Louis Pace

Personal information
- Date of birth: 24 April 1948
- Place of birth: Valletta, Crown Colony of Malta
- Date of death: 20 October 2025 (aged 77)
- Position: Defender

Senior career*
- Years: Team / Apps / (Gls)
- 1966–1974: Valletta / 89 / (1)

International career
- 1971–1972: Malta / 5 / (0)

= Louis Pace =

Maltese footballer (1948–2025)

Louis Pace (24 April 1948 – 20 October 2025) was a Maltese footballer who played as a defender.

==Club career==
Pace played his entire career for Valletta, making his debut for them on 6 January 1966 in a Cassar Cup game against Hibernians.
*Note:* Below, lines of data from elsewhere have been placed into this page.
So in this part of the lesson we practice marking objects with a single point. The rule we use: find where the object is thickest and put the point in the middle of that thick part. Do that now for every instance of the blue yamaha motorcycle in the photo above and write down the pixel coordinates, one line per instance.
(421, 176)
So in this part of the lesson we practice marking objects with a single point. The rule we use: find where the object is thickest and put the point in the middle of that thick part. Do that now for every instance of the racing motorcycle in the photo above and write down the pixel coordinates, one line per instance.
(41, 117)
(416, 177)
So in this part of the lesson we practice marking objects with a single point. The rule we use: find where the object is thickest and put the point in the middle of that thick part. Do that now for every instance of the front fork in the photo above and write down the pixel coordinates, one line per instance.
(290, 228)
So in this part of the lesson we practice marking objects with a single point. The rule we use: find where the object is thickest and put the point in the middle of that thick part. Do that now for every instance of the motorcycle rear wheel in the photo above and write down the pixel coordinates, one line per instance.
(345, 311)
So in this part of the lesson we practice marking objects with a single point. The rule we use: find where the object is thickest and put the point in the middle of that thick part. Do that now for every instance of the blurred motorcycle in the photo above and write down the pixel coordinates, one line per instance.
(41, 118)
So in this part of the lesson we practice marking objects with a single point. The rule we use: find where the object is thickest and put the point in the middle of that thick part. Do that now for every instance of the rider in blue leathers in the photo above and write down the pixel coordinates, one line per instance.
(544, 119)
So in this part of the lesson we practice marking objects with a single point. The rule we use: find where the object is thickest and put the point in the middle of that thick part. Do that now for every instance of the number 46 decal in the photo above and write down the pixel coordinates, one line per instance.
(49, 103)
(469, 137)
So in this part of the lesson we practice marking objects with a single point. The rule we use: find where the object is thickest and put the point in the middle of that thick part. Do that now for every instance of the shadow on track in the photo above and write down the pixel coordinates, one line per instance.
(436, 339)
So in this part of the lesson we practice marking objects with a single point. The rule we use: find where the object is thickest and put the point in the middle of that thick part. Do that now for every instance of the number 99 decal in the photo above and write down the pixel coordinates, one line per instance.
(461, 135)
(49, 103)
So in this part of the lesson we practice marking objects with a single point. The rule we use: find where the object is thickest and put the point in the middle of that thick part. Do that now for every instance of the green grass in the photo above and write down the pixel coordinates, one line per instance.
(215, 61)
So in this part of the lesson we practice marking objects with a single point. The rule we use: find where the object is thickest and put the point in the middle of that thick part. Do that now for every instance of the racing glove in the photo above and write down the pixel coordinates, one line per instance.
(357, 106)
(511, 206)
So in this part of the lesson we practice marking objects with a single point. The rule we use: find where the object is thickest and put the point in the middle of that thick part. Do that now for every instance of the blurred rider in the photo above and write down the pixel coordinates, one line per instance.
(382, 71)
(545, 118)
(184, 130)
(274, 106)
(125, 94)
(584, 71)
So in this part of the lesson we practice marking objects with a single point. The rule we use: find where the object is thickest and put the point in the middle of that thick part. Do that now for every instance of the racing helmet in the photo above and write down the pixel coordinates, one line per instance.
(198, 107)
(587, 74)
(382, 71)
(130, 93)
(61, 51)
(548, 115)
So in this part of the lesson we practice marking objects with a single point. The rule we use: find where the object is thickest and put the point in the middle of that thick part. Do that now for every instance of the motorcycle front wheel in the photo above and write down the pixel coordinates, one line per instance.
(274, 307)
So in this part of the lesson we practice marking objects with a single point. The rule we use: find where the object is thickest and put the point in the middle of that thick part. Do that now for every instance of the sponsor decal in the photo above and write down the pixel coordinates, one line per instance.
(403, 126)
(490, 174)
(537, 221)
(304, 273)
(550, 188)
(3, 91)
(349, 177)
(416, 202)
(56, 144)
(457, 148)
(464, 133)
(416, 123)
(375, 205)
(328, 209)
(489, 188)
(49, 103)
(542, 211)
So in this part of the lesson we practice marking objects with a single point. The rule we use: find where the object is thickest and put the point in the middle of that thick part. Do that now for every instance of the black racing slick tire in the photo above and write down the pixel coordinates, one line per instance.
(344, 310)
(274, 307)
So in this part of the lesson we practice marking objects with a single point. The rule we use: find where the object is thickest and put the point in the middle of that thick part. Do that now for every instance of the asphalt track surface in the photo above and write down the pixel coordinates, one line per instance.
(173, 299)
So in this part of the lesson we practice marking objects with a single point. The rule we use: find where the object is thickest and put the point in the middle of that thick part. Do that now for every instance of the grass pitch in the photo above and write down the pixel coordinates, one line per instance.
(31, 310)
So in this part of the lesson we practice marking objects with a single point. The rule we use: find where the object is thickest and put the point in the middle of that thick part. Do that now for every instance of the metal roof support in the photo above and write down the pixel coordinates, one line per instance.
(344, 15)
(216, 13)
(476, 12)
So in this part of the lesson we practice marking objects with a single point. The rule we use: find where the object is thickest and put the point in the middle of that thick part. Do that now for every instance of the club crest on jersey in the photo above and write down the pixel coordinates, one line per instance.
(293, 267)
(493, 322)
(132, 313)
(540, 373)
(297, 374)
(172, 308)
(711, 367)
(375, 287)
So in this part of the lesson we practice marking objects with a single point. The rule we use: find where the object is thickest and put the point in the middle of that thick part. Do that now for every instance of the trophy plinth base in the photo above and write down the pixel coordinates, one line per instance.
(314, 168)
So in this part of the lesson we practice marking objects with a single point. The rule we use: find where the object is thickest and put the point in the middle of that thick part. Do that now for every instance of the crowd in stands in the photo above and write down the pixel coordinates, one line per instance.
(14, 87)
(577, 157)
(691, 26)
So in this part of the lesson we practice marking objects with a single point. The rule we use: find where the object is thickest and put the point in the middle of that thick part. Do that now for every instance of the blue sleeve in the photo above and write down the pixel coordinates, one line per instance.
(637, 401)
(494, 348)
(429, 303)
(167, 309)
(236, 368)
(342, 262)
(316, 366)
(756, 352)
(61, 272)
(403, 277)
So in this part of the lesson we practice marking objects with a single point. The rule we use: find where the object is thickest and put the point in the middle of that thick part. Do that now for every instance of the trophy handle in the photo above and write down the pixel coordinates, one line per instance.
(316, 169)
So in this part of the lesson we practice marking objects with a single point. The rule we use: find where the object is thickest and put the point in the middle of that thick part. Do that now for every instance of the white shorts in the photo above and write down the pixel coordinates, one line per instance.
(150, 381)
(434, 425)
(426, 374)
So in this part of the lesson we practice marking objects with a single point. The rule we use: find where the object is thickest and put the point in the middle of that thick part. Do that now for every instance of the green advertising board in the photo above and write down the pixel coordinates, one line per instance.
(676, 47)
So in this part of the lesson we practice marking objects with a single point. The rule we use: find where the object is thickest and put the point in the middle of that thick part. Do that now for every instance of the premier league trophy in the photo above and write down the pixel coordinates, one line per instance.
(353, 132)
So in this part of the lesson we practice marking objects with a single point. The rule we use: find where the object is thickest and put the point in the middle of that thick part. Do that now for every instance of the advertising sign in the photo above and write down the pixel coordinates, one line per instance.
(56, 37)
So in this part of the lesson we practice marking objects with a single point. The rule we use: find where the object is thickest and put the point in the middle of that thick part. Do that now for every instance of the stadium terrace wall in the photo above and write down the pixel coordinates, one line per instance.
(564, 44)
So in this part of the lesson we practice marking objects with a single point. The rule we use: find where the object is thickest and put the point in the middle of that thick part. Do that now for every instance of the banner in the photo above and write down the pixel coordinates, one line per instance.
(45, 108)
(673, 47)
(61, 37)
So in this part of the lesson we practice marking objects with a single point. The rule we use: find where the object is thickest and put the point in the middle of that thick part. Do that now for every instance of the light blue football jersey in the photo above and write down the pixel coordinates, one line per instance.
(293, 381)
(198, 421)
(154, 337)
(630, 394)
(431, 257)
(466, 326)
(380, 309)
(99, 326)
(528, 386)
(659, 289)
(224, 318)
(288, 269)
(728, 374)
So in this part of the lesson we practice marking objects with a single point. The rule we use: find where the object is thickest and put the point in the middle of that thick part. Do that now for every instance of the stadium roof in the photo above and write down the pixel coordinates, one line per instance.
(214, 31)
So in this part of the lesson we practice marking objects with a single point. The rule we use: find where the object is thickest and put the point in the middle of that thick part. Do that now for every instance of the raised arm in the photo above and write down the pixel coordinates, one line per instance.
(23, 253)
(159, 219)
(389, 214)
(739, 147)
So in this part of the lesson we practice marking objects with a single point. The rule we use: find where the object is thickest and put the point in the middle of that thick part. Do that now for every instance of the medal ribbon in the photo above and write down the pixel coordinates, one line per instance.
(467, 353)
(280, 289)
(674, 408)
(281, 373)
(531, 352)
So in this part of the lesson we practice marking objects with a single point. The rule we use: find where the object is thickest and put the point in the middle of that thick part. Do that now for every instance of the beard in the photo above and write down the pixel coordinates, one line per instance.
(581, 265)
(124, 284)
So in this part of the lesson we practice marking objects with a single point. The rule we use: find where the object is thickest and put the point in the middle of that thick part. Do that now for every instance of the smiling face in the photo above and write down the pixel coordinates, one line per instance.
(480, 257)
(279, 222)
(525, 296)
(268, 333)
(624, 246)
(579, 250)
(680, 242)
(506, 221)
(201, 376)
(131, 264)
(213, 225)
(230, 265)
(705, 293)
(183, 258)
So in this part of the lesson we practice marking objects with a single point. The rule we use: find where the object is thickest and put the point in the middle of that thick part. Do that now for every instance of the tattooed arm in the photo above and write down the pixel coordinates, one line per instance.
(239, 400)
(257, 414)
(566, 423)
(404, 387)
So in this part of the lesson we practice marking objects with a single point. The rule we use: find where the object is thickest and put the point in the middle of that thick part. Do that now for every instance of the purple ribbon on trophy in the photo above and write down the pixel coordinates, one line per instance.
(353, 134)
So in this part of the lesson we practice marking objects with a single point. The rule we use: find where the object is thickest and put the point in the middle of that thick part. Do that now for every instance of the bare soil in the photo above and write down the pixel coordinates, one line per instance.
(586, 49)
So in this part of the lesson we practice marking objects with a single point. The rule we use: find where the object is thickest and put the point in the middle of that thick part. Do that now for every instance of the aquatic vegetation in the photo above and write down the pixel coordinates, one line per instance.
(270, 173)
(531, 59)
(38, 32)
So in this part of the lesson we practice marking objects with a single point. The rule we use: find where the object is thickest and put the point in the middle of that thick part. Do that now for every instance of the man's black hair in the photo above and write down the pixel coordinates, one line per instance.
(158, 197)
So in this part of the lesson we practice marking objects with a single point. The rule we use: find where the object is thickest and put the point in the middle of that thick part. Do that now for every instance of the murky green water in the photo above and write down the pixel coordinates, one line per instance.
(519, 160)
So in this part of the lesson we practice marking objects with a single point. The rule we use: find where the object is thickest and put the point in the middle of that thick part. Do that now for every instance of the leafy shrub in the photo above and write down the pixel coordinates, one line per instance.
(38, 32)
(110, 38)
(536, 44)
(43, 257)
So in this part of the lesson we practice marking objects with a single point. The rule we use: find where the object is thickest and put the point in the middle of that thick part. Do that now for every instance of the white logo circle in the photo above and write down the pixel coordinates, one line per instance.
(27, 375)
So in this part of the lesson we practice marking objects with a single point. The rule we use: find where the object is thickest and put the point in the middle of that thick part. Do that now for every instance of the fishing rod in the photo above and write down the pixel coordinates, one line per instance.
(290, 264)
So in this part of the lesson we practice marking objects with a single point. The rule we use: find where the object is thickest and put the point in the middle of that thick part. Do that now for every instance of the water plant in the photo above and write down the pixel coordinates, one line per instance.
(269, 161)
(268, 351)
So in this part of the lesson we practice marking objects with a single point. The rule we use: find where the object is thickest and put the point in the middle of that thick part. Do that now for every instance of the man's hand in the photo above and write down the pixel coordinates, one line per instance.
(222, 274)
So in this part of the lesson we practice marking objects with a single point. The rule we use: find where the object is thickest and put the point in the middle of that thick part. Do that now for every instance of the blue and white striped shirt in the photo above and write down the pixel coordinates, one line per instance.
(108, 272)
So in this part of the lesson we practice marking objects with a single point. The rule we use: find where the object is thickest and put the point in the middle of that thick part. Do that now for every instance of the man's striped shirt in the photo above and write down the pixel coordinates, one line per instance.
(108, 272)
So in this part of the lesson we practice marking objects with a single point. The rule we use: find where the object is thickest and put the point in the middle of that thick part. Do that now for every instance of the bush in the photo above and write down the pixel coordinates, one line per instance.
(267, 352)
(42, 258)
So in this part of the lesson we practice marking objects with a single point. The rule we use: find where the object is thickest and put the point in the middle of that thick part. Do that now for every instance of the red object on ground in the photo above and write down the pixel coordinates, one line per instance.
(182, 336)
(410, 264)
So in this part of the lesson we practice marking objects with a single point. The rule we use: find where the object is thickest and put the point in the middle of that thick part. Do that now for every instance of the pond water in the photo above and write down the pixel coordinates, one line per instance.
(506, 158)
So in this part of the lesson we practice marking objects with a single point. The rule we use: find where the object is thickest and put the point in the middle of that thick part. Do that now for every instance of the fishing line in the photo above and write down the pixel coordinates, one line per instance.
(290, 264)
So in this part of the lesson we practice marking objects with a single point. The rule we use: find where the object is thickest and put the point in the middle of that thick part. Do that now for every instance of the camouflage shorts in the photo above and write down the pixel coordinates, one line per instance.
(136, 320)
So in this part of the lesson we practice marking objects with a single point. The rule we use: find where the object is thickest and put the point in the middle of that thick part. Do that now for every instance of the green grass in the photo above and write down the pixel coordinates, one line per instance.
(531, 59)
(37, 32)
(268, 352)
He won the 1974 league title with the club and captained them in the UEFA Cup match against Inter Milan.

==International career==
Pace made his debut for Malta in a May 1971 European Championship qualification match away against England and earned a total of five caps (no goals). His final international was a May 1972 World Cup qualification match away against Hungary.

==Personal life and death==
Pace's family ran Valletta's Britannia Bar and he started a well-known restaurant called Wiġi’s restaurant, in St. Julian's.

Pace died on 20 October 2025, at the age of 77.